EU leaders to debate green industry plan with eye on March deal

European Union flags flutter outside the EU Commission headquarters in Brussels

By Philip Blenkinsop

BRUSSELS (Reuters) - European Union leaders will debate on Thursday proposals to enable the bloc to compete with the United States in clean-tech production and reduce dependence on China, with the aim of settling differences such as those over subsidies by March.

The European Commission has proposed loosening rules on state aid for investments in renewable energy or decarbonising industry and faster approvals of green projects, partly in response to the U.S. Inflation Reduction Act.

Many EU leaders are concerned local content requirements of the $369 billion of green subsidies in the U.S. legislation will encourage companies to relocate, making the United States a leader in green tech at Europe's expense.

"European industries face pressure to install themselves in the United States so we need an urgent message on clean tech: the EU doesn't just have advantages that don't exist anywhere else but also act with this plan," an EU diplomat said.

France and Germany have led the push for looser state aid rules, but some EU states argue they will not be able to match the subsidies of the EU's two largest economies, unsettling the EU internal market.

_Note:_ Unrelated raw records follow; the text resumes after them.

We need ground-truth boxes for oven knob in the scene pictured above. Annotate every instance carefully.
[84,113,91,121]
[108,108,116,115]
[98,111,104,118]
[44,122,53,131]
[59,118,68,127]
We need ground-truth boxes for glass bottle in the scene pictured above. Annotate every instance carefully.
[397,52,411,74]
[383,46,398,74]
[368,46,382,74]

Countries such as the Netherlands, the Nordics, the Czech Republic and Ireland have expressed concern in letters to the EU executive about the risk of excessive non-targeted subsidies and say work to improve the EU single market would be more effective.

"It's a potentially ground-breaking transformation of the EU state aid regime. We think it's all being done too fast and without sufficient analysis," said an EU diplomat.

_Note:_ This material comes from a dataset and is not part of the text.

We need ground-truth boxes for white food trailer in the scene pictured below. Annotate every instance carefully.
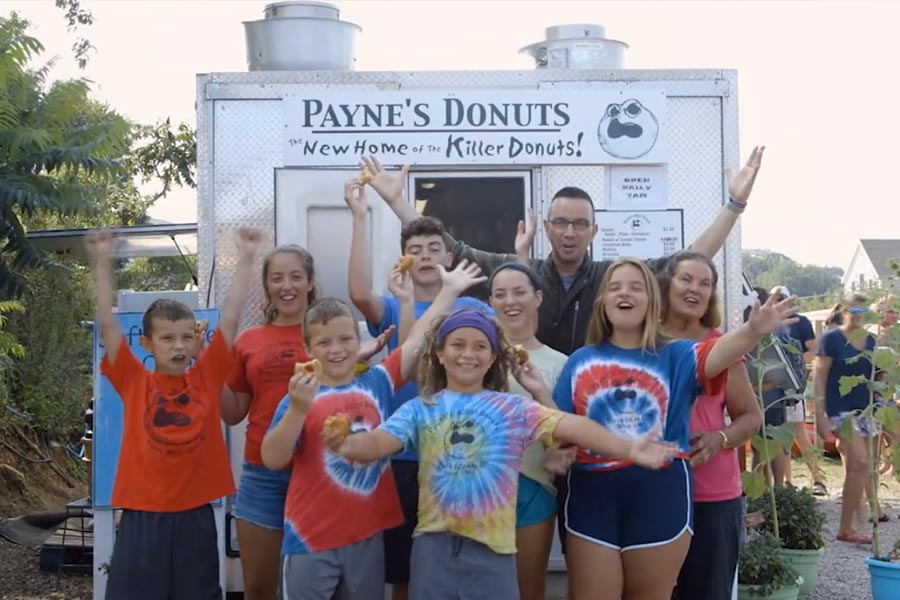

The diplomat said that it looks like relaxation of state aid rules would take place, but hedged with conditions such as that it should only be temporary and should be proportionate.

EU leaders will reconvene in Brussels in late March, by when the European Commission should have proposed its Net-Zero Industry Act to speed up project or site approvals and the Critical Raw Materials Act, designed to boost processing and recycling in Europe and reduce reliance on China.